Slavery in The Spanish New World Colonies - Spanish Enslavement of Africans

Spanish Enslavement of Africans

Bartolomé de las Casas (1484–1566) recorded the effects of slavery on the Native populations. Following what many of his contemporaries were suggesting, he acquiesced to the Crown's decision to replace Natives with imported African slaves. Its counselors insisted on a source of labor to develop Caribbean plantations. However, he later spoke against African slavery as well once he saw it in action.

In 1502 the Spanish monarchs, Ferdinand and Isabella, granted permission to the colonists of the Caribbean to import African slaves. Opponents cited the weak Christian faith of the Africans and their penchant for escaping to the mountains. Proponents argued that the rapid decline of the Native American population required a consistent supply of reliable workers. The Spanish population at the time was far too low to carry out all the labour needed to assure the economic viability of the colonies. The first years of Spanish presence in the Americas were marked by an outbreak of a tropical epidemic flu; it decimated both the native and Spanish populations. In 1518 the first shipment of African-born slaves was sent to the West Indies. The Spaniards chiefly purchased the slaves from the Portuguese and British traders in Africa. They did not engage directly in the trade and overall imported fewer slaves to the New World than did the Portuguese, British or French.

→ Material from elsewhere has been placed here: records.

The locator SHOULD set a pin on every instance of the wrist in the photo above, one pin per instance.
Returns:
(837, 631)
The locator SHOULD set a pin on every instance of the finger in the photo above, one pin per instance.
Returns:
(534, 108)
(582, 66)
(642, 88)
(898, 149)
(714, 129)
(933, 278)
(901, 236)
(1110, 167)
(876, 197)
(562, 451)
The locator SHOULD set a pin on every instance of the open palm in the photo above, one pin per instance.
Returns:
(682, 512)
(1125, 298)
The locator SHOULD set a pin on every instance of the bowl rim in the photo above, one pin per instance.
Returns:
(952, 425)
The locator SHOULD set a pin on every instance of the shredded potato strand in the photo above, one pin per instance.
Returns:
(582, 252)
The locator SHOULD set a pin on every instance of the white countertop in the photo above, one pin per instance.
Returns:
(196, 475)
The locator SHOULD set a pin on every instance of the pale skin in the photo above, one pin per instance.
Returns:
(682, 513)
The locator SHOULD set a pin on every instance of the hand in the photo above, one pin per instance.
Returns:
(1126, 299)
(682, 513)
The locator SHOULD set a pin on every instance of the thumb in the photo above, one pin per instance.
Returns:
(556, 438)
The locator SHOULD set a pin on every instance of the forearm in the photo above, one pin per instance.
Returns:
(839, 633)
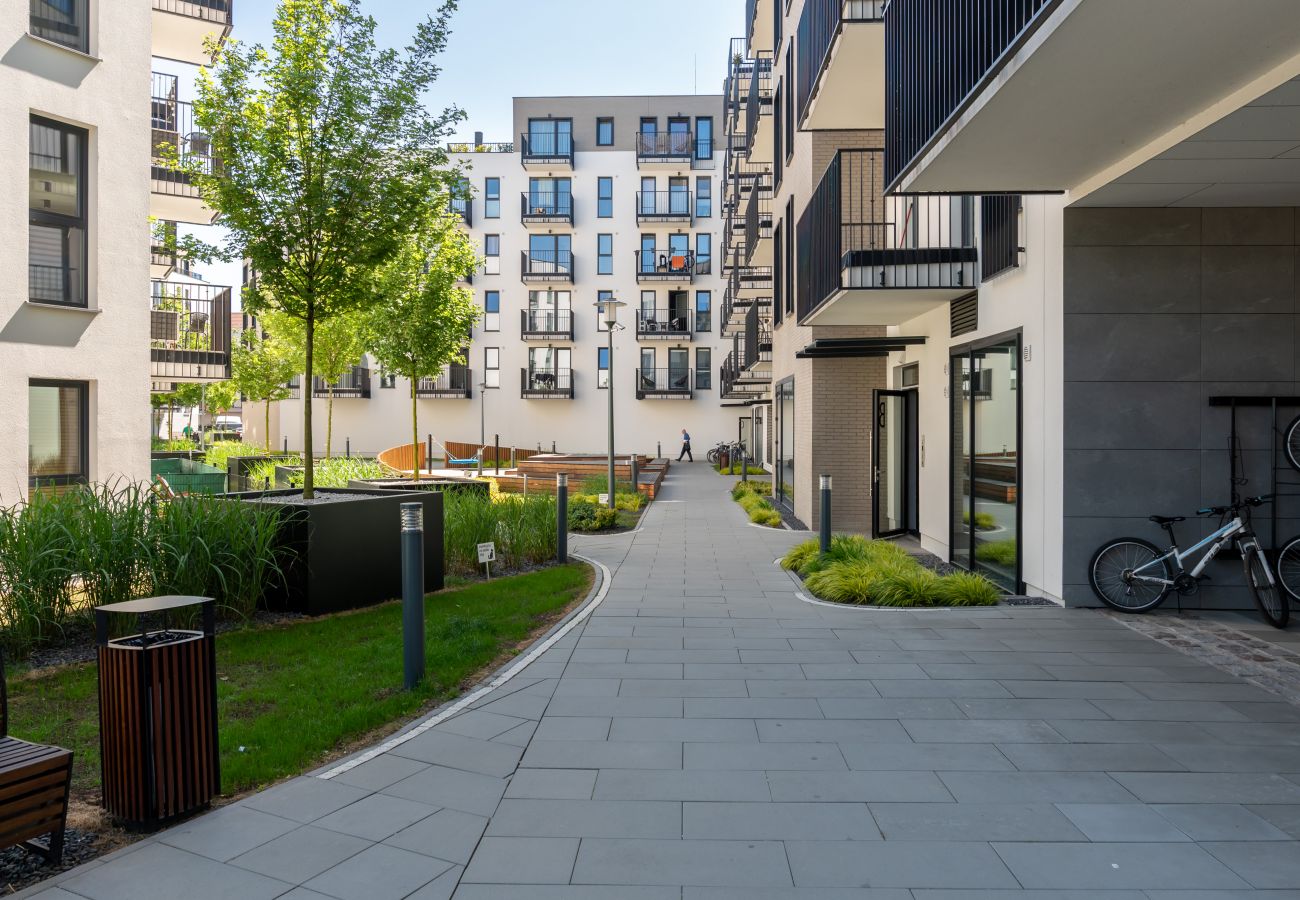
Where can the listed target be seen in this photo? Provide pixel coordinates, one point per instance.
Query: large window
(61, 21)
(605, 197)
(57, 433)
(56, 233)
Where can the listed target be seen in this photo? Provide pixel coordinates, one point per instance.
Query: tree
(420, 323)
(328, 158)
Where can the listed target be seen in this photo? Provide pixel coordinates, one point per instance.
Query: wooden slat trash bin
(157, 712)
(34, 784)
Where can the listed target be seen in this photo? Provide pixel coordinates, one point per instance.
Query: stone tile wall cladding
(1162, 310)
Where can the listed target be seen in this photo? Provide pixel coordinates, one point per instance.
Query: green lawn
(291, 695)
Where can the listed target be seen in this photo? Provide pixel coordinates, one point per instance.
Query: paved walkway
(705, 735)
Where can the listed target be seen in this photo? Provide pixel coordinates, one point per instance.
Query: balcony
(546, 152)
(455, 383)
(674, 384)
(189, 332)
(546, 210)
(174, 195)
(841, 65)
(867, 259)
(1044, 95)
(666, 208)
(664, 324)
(546, 384)
(554, 267)
(667, 267)
(181, 27)
(546, 324)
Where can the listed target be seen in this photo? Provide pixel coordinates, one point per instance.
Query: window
(61, 21)
(602, 367)
(56, 203)
(703, 197)
(57, 433)
(605, 197)
(703, 311)
(605, 254)
(703, 368)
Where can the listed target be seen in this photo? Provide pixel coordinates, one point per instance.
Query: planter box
(347, 553)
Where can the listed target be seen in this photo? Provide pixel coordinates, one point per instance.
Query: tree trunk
(308, 470)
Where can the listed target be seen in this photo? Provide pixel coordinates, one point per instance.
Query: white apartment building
(599, 197)
(77, 342)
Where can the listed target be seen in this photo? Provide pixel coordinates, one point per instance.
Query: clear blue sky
(505, 48)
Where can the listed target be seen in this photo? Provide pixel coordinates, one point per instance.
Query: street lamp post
(610, 308)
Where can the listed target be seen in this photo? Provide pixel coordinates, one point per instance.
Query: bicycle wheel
(1288, 569)
(1110, 570)
(1291, 444)
(1268, 596)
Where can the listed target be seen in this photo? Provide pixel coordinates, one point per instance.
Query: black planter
(347, 553)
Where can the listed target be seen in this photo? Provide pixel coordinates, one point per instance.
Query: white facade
(689, 351)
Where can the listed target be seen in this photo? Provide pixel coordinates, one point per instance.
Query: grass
(293, 695)
(882, 574)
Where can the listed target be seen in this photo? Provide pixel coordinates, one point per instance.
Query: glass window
(605, 254)
(605, 197)
(703, 197)
(703, 368)
(56, 203)
(61, 21)
(57, 424)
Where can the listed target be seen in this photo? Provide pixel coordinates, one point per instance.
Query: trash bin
(157, 712)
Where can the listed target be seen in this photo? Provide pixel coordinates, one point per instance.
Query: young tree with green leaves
(329, 158)
(420, 323)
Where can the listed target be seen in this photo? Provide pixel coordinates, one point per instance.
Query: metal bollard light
(562, 516)
(826, 514)
(412, 595)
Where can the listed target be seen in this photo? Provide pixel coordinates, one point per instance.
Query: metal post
(562, 516)
(412, 595)
(826, 514)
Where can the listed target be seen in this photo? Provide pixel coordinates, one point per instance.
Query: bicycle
(1132, 575)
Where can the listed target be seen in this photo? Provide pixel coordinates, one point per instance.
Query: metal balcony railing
(550, 324)
(664, 383)
(546, 383)
(189, 330)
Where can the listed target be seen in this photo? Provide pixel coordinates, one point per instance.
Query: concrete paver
(705, 735)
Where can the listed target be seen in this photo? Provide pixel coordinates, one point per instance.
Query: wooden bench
(34, 786)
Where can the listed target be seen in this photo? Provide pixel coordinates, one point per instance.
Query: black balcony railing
(542, 148)
(189, 330)
(666, 207)
(664, 383)
(546, 265)
(546, 383)
(180, 148)
(666, 323)
(551, 324)
(852, 236)
(819, 27)
(453, 383)
(546, 207)
(937, 55)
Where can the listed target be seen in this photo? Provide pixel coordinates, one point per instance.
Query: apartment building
(77, 338)
(598, 198)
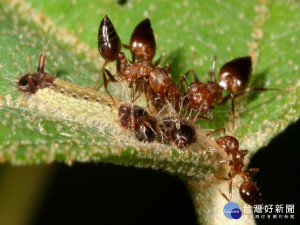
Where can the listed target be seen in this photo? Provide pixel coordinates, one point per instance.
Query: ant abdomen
(145, 125)
(180, 132)
(160, 82)
(202, 96)
(109, 43)
(235, 75)
(250, 193)
(229, 144)
(142, 42)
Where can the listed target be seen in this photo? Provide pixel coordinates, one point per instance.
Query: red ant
(249, 192)
(32, 82)
(147, 77)
(234, 77)
(182, 135)
(145, 125)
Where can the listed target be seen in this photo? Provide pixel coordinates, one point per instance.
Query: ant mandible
(143, 74)
(234, 77)
(249, 191)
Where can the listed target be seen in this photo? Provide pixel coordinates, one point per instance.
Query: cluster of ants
(164, 97)
(172, 107)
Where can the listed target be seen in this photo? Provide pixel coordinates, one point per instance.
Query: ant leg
(132, 108)
(224, 100)
(106, 72)
(158, 61)
(183, 79)
(215, 131)
(249, 173)
(256, 89)
(99, 77)
(41, 64)
(213, 69)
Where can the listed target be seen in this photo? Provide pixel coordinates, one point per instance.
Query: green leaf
(49, 126)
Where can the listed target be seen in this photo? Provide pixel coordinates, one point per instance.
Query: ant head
(229, 144)
(32, 82)
(142, 42)
(235, 75)
(124, 114)
(160, 82)
(250, 193)
(202, 96)
(145, 128)
(109, 43)
(184, 136)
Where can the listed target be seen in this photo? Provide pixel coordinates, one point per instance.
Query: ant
(144, 124)
(249, 191)
(32, 82)
(182, 135)
(234, 77)
(147, 77)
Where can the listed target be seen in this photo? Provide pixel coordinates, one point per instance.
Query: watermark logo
(232, 210)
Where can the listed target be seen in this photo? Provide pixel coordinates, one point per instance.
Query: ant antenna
(213, 69)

The Spanish used enslaved Africans as workers to develop their agriculture and settlements. They also used them in defense of the colonies. Originally the Crown relied on private initiative and resources to protect colonial shipping and settlements. In some cases, colonists hired out their slaves or donated them for this purpose; in other cases, the Crown bought the slaves. Building forts and defense works relied on slave labor, but most were privately owned.

The slave populations were extremely low on Cuba and Puerto Rico until the 1760s, when the British took Havana, Cuba, in 1762. After that, the British imported more than 10,000 slaves to Havana - a number that would have taken 20 years to import on other islands. They used it as a base to supply the Caribbean and the lower Thirteen Colonies. This change is almost directly related to the opening of Spanish slave trade to other powers in the 18th century. Spain and Great Britain made a contract in 1713, by which the British would provide the slaves. The Spanish outlawed its own slave trade of Africans.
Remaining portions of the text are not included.